The focus of the v0.4 series is reliability — we’ve used behaviour in the continuous integration pipeline as a proxy for that, but it should be a significant improvement in the real world as well. This has included:
- much more extensive continuous integration coverage, including several new jobs.
- checksumming image downloads, and retrying images where the checksum fails.
- reworked locking.
- etcd reliability improvements.
- refactoring instances and networks to a new “non-volatile” object model where only immutable values are cached.
- images now track a state much like instances and networks.
- a reworked state model for instances, where its clearer why an instance ended up in an error state. This is documented inĀ our developer docs.
In terms of new features, we also added:
- a network ping API, which will emit ICMP ping packets on the network node onto your virtual network. We use this in testing to ensure instances booted and ended up online.

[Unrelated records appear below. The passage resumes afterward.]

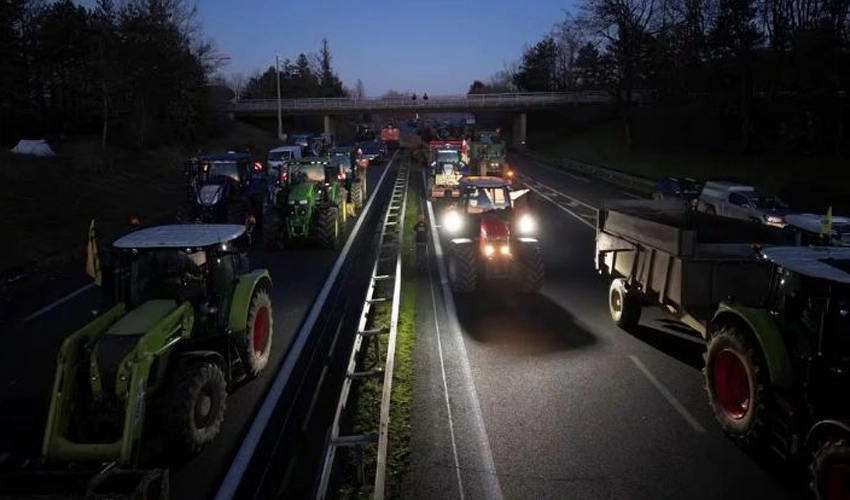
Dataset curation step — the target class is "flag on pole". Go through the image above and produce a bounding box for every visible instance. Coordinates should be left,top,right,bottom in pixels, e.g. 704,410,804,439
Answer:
86,219,102,286
820,205,832,238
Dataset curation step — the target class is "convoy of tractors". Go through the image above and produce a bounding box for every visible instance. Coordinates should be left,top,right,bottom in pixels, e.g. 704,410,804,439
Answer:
8,114,850,498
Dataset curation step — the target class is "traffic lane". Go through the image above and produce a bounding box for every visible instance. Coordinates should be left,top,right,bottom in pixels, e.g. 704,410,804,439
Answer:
448,193,797,499
0,161,386,476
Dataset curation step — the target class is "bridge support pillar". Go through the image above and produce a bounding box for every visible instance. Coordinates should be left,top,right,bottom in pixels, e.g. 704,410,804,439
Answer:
514,113,528,147
325,115,336,135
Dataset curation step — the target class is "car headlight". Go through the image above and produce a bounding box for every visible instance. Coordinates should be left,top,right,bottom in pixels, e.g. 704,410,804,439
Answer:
517,214,537,234
443,211,463,233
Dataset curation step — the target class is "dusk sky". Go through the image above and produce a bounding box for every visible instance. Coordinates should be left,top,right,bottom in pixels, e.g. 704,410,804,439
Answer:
80,0,574,96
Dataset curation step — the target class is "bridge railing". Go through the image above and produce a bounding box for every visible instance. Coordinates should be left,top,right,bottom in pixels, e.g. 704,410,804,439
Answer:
225,91,611,111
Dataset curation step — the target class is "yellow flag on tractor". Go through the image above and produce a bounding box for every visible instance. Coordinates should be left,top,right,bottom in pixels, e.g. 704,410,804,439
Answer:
820,205,832,238
86,219,102,286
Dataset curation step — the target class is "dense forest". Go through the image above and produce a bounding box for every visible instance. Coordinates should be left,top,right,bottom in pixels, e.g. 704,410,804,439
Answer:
470,0,850,154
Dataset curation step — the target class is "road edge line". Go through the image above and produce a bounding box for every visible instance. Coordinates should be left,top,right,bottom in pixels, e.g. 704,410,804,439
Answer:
423,173,504,500
214,151,398,500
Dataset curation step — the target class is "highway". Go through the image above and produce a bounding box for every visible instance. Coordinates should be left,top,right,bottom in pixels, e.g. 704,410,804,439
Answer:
403,156,807,500
0,155,395,498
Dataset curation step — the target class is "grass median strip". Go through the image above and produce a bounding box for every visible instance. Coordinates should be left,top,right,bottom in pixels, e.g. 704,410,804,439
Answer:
335,163,421,499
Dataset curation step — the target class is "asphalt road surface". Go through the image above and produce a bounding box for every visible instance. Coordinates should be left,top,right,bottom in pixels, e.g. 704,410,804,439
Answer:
0,153,392,498
404,153,807,500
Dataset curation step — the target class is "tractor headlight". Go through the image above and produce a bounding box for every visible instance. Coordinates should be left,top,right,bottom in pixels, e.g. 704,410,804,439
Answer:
443,211,463,233
517,214,537,234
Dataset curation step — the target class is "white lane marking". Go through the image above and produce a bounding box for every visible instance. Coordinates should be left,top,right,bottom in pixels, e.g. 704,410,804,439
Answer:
629,355,705,432
428,246,465,500
22,283,96,323
526,184,596,231
426,174,504,500
215,151,398,500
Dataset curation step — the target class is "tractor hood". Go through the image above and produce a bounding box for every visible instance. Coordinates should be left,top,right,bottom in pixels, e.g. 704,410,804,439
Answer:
289,182,316,204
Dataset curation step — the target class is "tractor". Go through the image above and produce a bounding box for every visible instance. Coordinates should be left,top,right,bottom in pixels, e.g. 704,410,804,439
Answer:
176,151,269,230
29,224,273,498
331,146,366,210
426,141,469,198
263,158,346,248
443,176,545,293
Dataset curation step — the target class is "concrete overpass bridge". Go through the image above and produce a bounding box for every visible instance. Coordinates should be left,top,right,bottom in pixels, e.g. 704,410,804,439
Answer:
222,91,612,143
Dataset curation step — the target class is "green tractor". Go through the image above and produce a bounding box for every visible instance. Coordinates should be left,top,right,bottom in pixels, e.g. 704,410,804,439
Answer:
263,157,346,248
36,224,273,490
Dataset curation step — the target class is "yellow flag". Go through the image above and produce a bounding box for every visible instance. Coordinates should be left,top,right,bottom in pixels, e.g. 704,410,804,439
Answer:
86,219,102,286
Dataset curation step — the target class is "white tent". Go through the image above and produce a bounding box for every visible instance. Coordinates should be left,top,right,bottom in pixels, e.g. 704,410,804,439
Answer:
12,139,56,156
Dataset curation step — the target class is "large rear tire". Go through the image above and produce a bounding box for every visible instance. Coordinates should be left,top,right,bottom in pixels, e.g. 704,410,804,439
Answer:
162,362,227,455
703,325,769,449
316,207,339,248
517,245,546,293
608,278,642,331
239,285,274,378
448,244,478,293
811,439,850,500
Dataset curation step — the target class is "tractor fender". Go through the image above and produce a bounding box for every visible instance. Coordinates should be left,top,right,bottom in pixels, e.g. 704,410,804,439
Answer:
709,302,796,388
228,269,272,332
806,419,850,448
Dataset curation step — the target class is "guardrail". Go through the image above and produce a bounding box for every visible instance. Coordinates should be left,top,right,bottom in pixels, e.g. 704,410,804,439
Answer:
316,166,408,500
228,90,612,112
514,150,656,193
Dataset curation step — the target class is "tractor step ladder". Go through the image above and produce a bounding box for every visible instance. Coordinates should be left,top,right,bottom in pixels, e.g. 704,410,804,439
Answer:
316,162,408,500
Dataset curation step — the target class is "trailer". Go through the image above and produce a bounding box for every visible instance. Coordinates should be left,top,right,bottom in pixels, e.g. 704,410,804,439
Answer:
596,200,850,499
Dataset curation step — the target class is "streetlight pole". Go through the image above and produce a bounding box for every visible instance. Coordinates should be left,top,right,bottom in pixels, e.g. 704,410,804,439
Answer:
274,54,283,140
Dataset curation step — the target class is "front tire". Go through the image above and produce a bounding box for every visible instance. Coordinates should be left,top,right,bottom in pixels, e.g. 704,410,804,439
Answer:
162,362,227,455
703,325,769,449
811,439,850,500
239,285,274,378
608,278,643,331
449,244,478,293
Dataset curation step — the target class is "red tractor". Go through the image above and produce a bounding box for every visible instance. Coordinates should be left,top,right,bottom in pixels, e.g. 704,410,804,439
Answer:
443,176,545,293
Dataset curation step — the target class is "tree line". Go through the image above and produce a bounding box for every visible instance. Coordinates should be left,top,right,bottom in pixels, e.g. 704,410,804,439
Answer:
0,0,229,149
470,0,850,153
237,38,348,99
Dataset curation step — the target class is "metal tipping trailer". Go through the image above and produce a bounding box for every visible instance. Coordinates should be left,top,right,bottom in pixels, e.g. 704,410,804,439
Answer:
596,200,792,337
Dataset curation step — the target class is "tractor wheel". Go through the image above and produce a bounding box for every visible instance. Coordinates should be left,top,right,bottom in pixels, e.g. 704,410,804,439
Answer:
351,179,363,211
263,208,284,250
162,362,227,454
703,325,769,449
239,285,274,378
449,244,478,293
811,439,850,500
608,278,642,331
316,207,339,248
517,246,546,293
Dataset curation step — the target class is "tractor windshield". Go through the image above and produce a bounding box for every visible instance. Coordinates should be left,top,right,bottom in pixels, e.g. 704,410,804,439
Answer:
437,149,460,163
467,187,511,214
209,161,239,182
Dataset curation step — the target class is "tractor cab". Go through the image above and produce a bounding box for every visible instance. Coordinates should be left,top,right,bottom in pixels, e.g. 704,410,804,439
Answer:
103,224,250,329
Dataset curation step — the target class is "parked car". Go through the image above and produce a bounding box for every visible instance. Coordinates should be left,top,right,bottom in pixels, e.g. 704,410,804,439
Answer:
652,177,703,207
698,181,792,227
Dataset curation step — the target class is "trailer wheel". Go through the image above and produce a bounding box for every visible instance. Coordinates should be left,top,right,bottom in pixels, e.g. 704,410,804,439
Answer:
517,246,546,293
448,244,478,293
163,362,227,454
811,439,850,500
239,285,274,378
703,325,768,448
608,278,642,331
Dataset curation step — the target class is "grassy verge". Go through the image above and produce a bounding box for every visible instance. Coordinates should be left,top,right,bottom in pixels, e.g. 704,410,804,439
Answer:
335,162,420,499
529,120,850,210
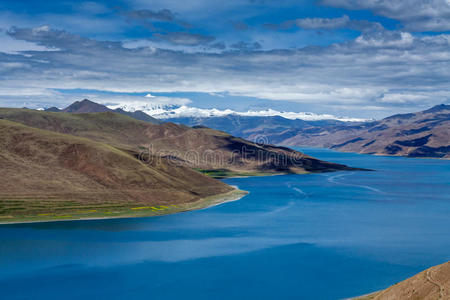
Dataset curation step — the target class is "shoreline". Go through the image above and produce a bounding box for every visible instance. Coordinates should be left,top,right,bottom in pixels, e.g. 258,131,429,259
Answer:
0,186,249,226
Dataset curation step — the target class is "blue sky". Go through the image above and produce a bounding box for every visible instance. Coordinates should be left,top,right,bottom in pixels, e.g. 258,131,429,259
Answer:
0,0,450,118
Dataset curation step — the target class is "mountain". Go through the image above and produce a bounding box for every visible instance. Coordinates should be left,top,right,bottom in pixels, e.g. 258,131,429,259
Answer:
61,99,111,114
45,99,162,124
282,105,450,158
355,262,450,300
169,104,450,158
0,118,233,220
0,108,358,177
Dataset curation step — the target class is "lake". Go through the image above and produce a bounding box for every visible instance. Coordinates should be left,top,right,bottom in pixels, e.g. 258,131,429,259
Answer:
0,148,450,300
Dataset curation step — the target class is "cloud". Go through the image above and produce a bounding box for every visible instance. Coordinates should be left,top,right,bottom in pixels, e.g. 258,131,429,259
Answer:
355,31,415,48
0,27,450,115
265,15,383,31
321,0,450,32
233,21,249,31
7,25,121,50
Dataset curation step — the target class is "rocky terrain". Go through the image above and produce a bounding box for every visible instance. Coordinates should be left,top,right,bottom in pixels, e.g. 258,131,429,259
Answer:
171,104,450,158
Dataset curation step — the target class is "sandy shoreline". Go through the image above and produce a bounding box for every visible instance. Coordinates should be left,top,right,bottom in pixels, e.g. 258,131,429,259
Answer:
0,186,248,225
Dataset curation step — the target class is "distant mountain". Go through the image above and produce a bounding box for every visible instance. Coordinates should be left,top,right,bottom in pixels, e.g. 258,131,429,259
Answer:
45,99,162,124
169,104,450,158
165,114,345,144
353,262,450,300
0,108,358,175
0,118,233,221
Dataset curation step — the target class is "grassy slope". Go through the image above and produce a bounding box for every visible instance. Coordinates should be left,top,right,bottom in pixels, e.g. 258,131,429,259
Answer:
355,262,450,300
0,108,358,175
0,120,236,222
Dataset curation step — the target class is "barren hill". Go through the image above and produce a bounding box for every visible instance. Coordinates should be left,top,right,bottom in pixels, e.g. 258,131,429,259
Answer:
283,104,450,158
356,262,450,300
0,120,233,221
0,108,358,175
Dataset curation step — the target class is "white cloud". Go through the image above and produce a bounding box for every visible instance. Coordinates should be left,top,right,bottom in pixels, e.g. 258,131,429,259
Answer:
321,0,450,31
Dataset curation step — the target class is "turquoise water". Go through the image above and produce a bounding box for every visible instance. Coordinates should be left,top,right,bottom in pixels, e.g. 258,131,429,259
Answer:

- networks are now checked to ensure that they have a reasonable minimum size.
- addition of a simple etcd backup and restore tool (sf-backup).
- improved data upgrade of previous installations.
- VXLAN ids are now randomized, and this has forced a new naming scheme for network interfaces and bridges.
- we are smarter about what networks we restore on startup, and don’t restore dead networks.
We also now require python 3.8.
Overall, Shaken Fist v0.4 is a place that makes me much more comfortable to run workloads I care about on that previous releases. Its far from perfect, but we’re definitely moving in the right direction.